El primer día de clases entró al salón y se sorprendió que no hubiera ninguna mujer además de ella, algo extraño pero los compañeros se portaron siempre amables, ella no pudo conseguir con quien compartir una habitación cerca de la Universidad. El primer año iba y venía a Amealco, hacía las tareas en el autobús. No podía hacer trabajos en equipo así que se esmeraba en hacerlos ella sola, característica que la distinguió en su grupo. En el verano fue una tía suya a casa de sus papás y al enterarse que Viridiana iba y venía a diario le ofreció que viviera con ellos en Querétaro. Cuando llegó a casa de los tíos se llevó una sorpresa, estaba ubicada en un fraccionamiento irregular, sin servicios. Los tíos compraban pipas de agua y para bañarse le calentaban una olla grande en la estufa. Las calles de tierra se convertían en lodo con las lluvias y para ir a la Universidad se ponía doble bolsa en los zapatos para no ensuciarlos. Sus tíos eran amables y trataban de que ella estuviera cómoda, así que construyeron un baño provisional. Viridiana se quedó viviendo con ellos los cuatro años hasta finalizar la carrera. Sus papás, que siempre habían vivido en la zona centro de Amealco no daban crédito a que su hija hubiera  vivido así sin decirles nada. Hoy la joven ingeniera dice que para ella vivir de ese modo la hizo madurar, la fortaleció como persona, reconoció el esfuerzo de sus padres para mantenerla en Querétaro lidiando con sus ocho hermanos menores y la hizo consiente de la cantidad de queretanos que viven así.

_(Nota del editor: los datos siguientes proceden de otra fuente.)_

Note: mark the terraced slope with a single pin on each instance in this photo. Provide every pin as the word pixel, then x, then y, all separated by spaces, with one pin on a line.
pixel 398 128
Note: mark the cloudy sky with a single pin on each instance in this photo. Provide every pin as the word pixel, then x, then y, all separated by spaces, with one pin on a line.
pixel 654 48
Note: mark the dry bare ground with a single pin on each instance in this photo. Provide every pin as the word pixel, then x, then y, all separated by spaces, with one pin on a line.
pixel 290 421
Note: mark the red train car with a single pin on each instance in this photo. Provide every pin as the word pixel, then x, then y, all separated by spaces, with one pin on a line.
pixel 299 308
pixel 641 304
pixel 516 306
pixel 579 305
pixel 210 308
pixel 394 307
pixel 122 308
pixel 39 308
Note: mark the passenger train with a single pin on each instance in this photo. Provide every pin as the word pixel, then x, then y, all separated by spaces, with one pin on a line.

Viridiana se graduó con excelente promedio y de inmediato se tituló, en su mente tenía el proyecto de prepararse para servir a la comunidad conociendo sus necesidades. Trabajó en el sector privado y en el público, se siguió preparando en la Universidad cursando la Maestría en Gestión e Innovación Publica.

Hoy la tengo frente a mí a sus treinta años y sus ojos muy abiertos, toda una funcionaria pública, no parece que se quiera comer el mundo a puños, más bien observa con entusiasmo al mundo para ver donde la necesitan. En forma sencilla y amable me cuenta que ella veía que sus compañeros de carrera usaban mejor vocabulario que ella, se dio cuenta que ella pronunciaba mal algunas palabras entonces se inscribió en un curso de oratoria y esto le ayudó, también me platicó que en su primer trabajo, a los veintiún años, su jefe le dijo, mire señorita yo necesito alguien que me ayude a organizar a los albañiles no alguien que me los distraiga, entonces ella le echó todas las ganas a la planeación de obra y le dijo ”Ingeniero que tal si yo le ayudo desde el gabinete y usted organiza a los albañiles”

Para mí fue una experiencia muy interesante ver a una mujer en un campo de trabajo principalmente de hombres ganarse su lugar y romper el paradigma familiar saliendo de Amealco, núcleo de tradiciones familiares cerradas para venir a su meta “El Cerro de las Campanas”.